Montag, 25. Juli 2022

Ein (fast) wertloses Neufahrzeug ?

 

Wenn "einem guten Freund" ein nagelneues Fahrzeug quasi für umsonst angeboten wird, sind wir erstens verdammt neugierig und zweitens skeptisch. Niemand hat heutzutage was zu verschenken. Aber welches dunkle Geheimnis hängt an dieser Brixton BX125 das es für den Besitzer sinnvoller erscheint den Bock zu verschleudern als ihn mit maximalem Gewinn zu verkaufen - oder einfach selbst damit zu fahren. Ist es ein technisches, juristisches oder menschliches Problem?


 

Alles hat damit angefangen das die Bundesregierung Anfang 2020 beschlossen hat die Führerscheinklasse B mit der Zusatzzahl 196 einzuführen.

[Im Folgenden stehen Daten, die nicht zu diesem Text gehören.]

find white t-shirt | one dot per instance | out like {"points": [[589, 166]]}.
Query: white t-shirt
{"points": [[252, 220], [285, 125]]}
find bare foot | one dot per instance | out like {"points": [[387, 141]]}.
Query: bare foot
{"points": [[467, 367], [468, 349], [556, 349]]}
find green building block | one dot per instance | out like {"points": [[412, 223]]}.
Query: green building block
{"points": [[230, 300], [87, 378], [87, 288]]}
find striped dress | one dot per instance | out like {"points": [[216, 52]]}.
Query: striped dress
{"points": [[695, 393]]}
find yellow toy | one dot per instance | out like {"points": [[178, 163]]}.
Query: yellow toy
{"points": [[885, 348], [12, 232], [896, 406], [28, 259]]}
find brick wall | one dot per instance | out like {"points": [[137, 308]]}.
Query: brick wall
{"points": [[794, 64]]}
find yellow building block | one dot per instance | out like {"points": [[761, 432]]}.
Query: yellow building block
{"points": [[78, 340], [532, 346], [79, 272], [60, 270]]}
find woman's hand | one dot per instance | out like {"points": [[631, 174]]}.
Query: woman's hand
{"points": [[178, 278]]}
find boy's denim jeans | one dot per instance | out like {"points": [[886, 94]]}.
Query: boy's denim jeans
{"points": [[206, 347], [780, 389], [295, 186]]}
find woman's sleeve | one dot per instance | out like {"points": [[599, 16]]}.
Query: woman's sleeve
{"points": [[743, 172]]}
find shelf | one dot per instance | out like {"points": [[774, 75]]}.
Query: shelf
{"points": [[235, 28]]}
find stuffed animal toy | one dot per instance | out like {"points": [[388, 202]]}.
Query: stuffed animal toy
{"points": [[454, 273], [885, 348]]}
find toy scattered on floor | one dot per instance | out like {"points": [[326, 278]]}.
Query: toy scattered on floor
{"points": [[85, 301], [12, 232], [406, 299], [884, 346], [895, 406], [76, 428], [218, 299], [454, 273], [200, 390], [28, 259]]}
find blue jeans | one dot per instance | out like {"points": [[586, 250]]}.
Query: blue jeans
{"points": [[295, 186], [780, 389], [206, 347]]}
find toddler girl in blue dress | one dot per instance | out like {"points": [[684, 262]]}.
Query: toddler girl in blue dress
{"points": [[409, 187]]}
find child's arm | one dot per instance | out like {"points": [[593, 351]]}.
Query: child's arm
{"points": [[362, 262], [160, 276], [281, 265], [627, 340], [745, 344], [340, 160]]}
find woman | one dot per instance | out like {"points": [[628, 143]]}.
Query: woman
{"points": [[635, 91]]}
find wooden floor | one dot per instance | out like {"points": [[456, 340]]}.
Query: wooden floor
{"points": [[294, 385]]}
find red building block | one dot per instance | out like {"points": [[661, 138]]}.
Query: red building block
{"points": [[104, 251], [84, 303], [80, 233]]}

Diese erlaubt es mit einer relativ schnellen und günstigen Fortbildung in der Fahrschule Motorräder mit bis zu 125ccm zu fahren. Passend zum Sommer hat unser Bekannter genau das gemacht und will jetzt eine geeignete Maschine kaufen. Dabei stieß er auf dieses erstmal sehr interessante Angebot aus der Region. Eine nagelneue Brixton für nur wenige hundert Euro. Allein zwei neue Reifen bei einem richtigen Motorrad dürften schon mehr kosten.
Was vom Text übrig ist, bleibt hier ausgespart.